Ukraine’s war with pro-Russian separatists is not only being decided in the battlefields of eastern Ukraine.

Oddly enough, the Ukrainian government’s recapture of Slavyansk and its advance on Donetsk were only made possible because of a decision of the Bulgarian government. The decision was to stop the ongoing construction of South Stream, a new gas pipeline that would have circumvented Ukraine to deliver Russian gas to energy-hungry Europe.

Bulgaria made this decision after a low-key visit from three U.S. senators, including John McCain (R-AZ), Chris Murphy (D-CT), and Ron Johnson (R-WI), who convinced the Bulgarian government to stop work on the pipeline.

Bulgaria’s decision exposed a Russian weakness: its economy is not diversified. It is completely dependent on its gas and oil exports, so energy politics may be the last check on Russia’s creeping intervention in the Ukraine conflict. As McCain explained, all Putin’s “got is gas and oil,” and the pipeline delay restricts Russia’s ability to sell its oil and gas resources.

The Russian ruling oligarchy is already taking the first blow connected to the reduction of energy revenues because it owns all the gas exploitation and export companies. The second blow, which will take longer to land, will fall on the broader Russian economy.

In the short term, Russian president Vladimir Putin will be hard pressed not to alienate the gas oligarchs in his inner circle. Over the longer term, he will confront the reaction of the Russian population if the economy goes into stagnation.

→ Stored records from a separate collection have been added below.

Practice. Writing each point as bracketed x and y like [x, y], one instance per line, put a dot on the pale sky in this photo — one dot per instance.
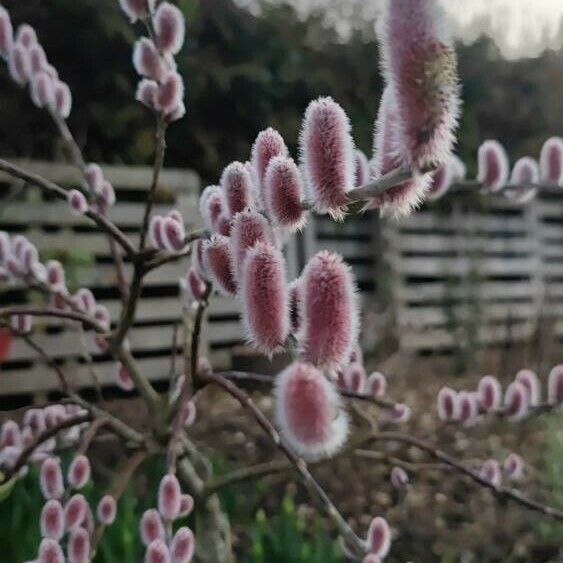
[521, 28]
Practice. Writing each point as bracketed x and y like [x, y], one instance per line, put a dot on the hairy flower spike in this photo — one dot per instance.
[170, 28]
[551, 161]
[309, 412]
[265, 299]
[493, 165]
[330, 311]
[327, 154]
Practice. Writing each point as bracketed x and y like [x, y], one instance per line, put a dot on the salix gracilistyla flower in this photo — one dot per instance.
[75, 511]
[448, 404]
[404, 198]
[420, 65]
[555, 386]
[513, 466]
[532, 385]
[361, 168]
[379, 537]
[376, 384]
[516, 401]
[268, 144]
[78, 549]
[236, 184]
[490, 393]
[526, 171]
[263, 291]
[217, 257]
[106, 510]
[309, 412]
[283, 189]
[327, 156]
[169, 27]
[330, 311]
[77, 202]
[169, 495]
[490, 472]
[183, 546]
[551, 161]
[493, 165]
[79, 472]
[52, 520]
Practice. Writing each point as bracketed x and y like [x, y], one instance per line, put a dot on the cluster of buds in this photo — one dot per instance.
[161, 88]
[162, 545]
[67, 517]
[28, 64]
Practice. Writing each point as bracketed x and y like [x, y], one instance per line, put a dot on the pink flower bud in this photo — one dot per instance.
[283, 187]
[183, 546]
[151, 526]
[399, 478]
[532, 385]
[50, 552]
[420, 65]
[42, 90]
[361, 168]
[525, 171]
[490, 393]
[376, 385]
[77, 202]
[21, 324]
[217, 259]
[448, 404]
[491, 472]
[52, 520]
[330, 311]
[170, 28]
[493, 165]
[400, 200]
[265, 299]
[137, 9]
[248, 229]
[268, 144]
[51, 478]
[236, 183]
[75, 511]
[327, 153]
[309, 412]
[79, 546]
[516, 401]
[551, 161]
[186, 506]
[379, 537]
[19, 64]
[147, 93]
[555, 386]
[157, 552]
[79, 472]
[6, 33]
[107, 509]
[355, 378]
[94, 177]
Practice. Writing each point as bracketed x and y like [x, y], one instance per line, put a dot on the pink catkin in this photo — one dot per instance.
[265, 299]
[330, 311]
[283, 189]
[493, 165]
[551, 161]
[236, 184]
[402, 199]
[420, 65]
[217, 259]
[309, 412]
[327, 156]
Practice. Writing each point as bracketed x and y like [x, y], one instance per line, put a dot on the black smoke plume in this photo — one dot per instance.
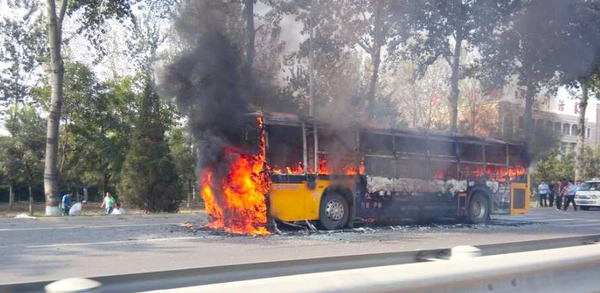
[206, 80]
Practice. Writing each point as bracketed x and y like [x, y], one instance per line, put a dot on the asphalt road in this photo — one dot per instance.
[55, 248]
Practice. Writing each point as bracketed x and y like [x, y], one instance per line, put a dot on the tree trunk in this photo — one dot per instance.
[56, 82]
[250, 49]
[30, 201]
[11, 196]
[189, 200]
[193, 191]
[579, 164]
[375, 59]
[455, 92]
[529, 95]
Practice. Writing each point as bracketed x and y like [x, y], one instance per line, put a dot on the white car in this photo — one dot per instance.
[588, 195]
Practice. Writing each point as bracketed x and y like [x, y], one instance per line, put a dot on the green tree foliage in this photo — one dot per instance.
[433, 29]
[149, 179]
[22, 152]
[22, 49]
[185, 161]
[97, 122]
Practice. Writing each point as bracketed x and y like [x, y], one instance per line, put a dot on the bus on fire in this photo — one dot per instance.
[339, 175]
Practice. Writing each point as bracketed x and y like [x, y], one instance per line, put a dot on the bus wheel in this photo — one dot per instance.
[334, 211]
[479, 209]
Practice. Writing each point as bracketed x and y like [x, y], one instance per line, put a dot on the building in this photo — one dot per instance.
[558, 113]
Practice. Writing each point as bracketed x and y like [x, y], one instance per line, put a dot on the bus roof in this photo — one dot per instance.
[287, 119]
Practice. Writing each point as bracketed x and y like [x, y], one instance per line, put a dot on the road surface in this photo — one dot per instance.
[57, 248]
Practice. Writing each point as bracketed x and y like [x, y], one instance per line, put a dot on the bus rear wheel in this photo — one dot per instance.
[334, 211]
[479, 209]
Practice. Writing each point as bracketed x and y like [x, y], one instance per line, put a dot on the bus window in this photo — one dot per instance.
[442, 149]
[495, 154]
[284, 149]
[376, 166]
[411, 146]
[443, 170]
[471, 152]
[376, 143]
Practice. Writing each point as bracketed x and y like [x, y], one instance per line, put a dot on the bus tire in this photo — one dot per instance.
[479, 209]
[334, 211]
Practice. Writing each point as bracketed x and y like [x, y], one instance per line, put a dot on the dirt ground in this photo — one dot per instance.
[89, 209]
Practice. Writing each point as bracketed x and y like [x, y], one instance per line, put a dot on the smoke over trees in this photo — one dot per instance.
[388, 63]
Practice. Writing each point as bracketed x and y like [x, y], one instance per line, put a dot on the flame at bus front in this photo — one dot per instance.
[238, 204]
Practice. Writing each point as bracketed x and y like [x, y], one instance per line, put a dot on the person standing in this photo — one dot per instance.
[543, 192]
[572, 189]
[560, 194]
[66, 202]
[552, 193]
[108, 202]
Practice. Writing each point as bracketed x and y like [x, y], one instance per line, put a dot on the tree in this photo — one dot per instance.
[11, 159]
[185, 163]
[94, 13]
[580, 62]
[22, 49]
[26, 146]
[435, 29]
[149, 178]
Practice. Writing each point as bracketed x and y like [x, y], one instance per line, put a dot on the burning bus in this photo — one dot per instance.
[301, 169]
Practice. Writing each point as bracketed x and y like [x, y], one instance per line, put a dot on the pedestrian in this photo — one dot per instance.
[543, 192]
[552, 192]
[572, 189]
[108, 203]
[66, 203]
[561, 194]
[118, 210]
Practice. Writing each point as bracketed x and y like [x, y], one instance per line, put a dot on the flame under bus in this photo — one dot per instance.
[339, 175]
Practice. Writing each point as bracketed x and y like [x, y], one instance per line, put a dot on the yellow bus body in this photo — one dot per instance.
[297, 202]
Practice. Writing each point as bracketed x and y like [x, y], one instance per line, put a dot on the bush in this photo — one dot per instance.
[149, 180]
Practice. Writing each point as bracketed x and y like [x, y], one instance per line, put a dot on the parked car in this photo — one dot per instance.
[588, 194]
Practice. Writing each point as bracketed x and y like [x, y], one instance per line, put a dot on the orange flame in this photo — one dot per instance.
[242, 206]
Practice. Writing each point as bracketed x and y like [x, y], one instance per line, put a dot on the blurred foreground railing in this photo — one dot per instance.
[572, 270]
[551, 265]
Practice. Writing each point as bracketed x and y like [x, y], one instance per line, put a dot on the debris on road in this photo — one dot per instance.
[25, 216]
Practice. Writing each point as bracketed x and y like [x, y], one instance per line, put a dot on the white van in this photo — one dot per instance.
[588, 195]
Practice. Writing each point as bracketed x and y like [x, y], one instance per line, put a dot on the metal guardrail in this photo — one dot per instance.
[573, 269]
[235, 273]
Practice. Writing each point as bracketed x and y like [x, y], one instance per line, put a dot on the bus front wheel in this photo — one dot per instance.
[334, 211]
[479, 209]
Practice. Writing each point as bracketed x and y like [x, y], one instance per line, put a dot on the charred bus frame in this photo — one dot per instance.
[388, 174]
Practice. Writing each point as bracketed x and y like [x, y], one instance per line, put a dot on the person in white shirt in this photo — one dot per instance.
[117, 210]
[543, 192]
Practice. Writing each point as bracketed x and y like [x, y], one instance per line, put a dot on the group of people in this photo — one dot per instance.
[110, 205]
[563, 192]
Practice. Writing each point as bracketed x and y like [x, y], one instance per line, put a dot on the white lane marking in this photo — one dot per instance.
[86, 227]
[580, 225]
[111, 242]
[558, 220]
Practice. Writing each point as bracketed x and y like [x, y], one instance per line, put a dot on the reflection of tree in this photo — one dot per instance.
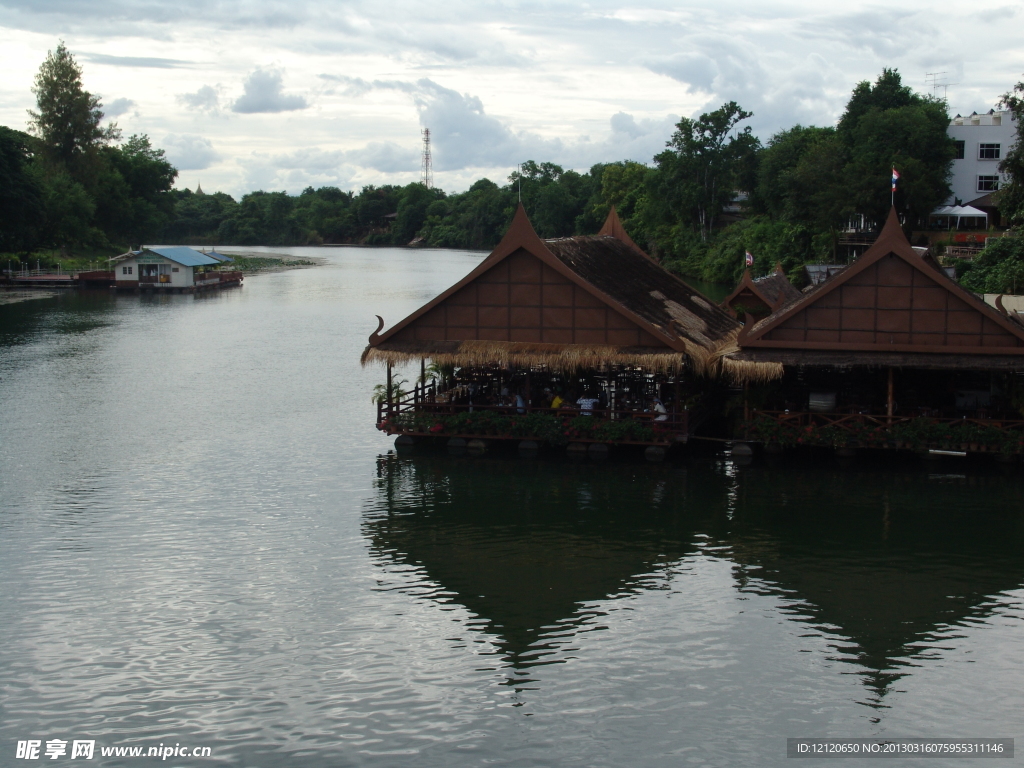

The negotiations over South Stream are not over yet. The pendulum of Bulgarian policy can still swing toward Russian interests and untie Putin’s hands. On July 7, at Bulgaria’s invitation, Russian Foreign Minister Sergei Lavrov went to Sofia on a working visit to discuss the suspended construction of the South Stream pipeline. Sofia’s ultimate decision will depend on both economic and geopolitical factors.

On the economic side, the country’s membership in the EU raised unrealistic expectations among the population for immediate economic prosperity. Meanwhile, Bulgaria is often seen from the outside as a burden on the EU’s budget. Virtually every commentary on the country includes the words “the poorest country in the European Union.” Bulgarians have internalized this message.

Bulgaria can only improve its economic situation by looking at the big picture. Bulgaria can be a very important geopolitical strategic asset to the EU and the Western democracies in general. The question is whether the EU and the United States are willing to support Bulgaria in order to bring stability to its frontiers. If this happens, the Bulgarian government won’t be dependent on the short-term profit from projects such as the South Stream pipeline.

Bulgaria needs outside help to increase growth-promoting investment. Reducing Bulgaria’s negative image has to be the first step towards that goal. That should be Bulgaria’s bargaining chip when refusing to take Russian gas money. Bulgaria gains foreign investment from the West; the EU and the United States get a united, pro-Western Ukraine.

Of course Bulgaria needs a knowledgeable government that can understand its geopolitical leverage and also what kind of investment it needs to promote. Not all investment is related to economic growth. Bulgaria’s pendulum swing will depend on the long-term vision of its politicians.

The ultimate path to peace, however, lies with Russia itself, and its need to diversify its economy. A less gas-and-oil-dominated Russian economy would make Russia appreciate of the virtues of access to the EU market and how Ukraine can serve as a bridge to that market. A more diverse Russian economy, in other words, will mean a more peaceful Russian external politics. By canceling the South Stream pipeline construction and encouraging the country to rethink its economic portfolio, Bulgaria is ultimately doing Russia a favor as well.

Alexander Atanasov is a contributor to Foreign Policy In Focus.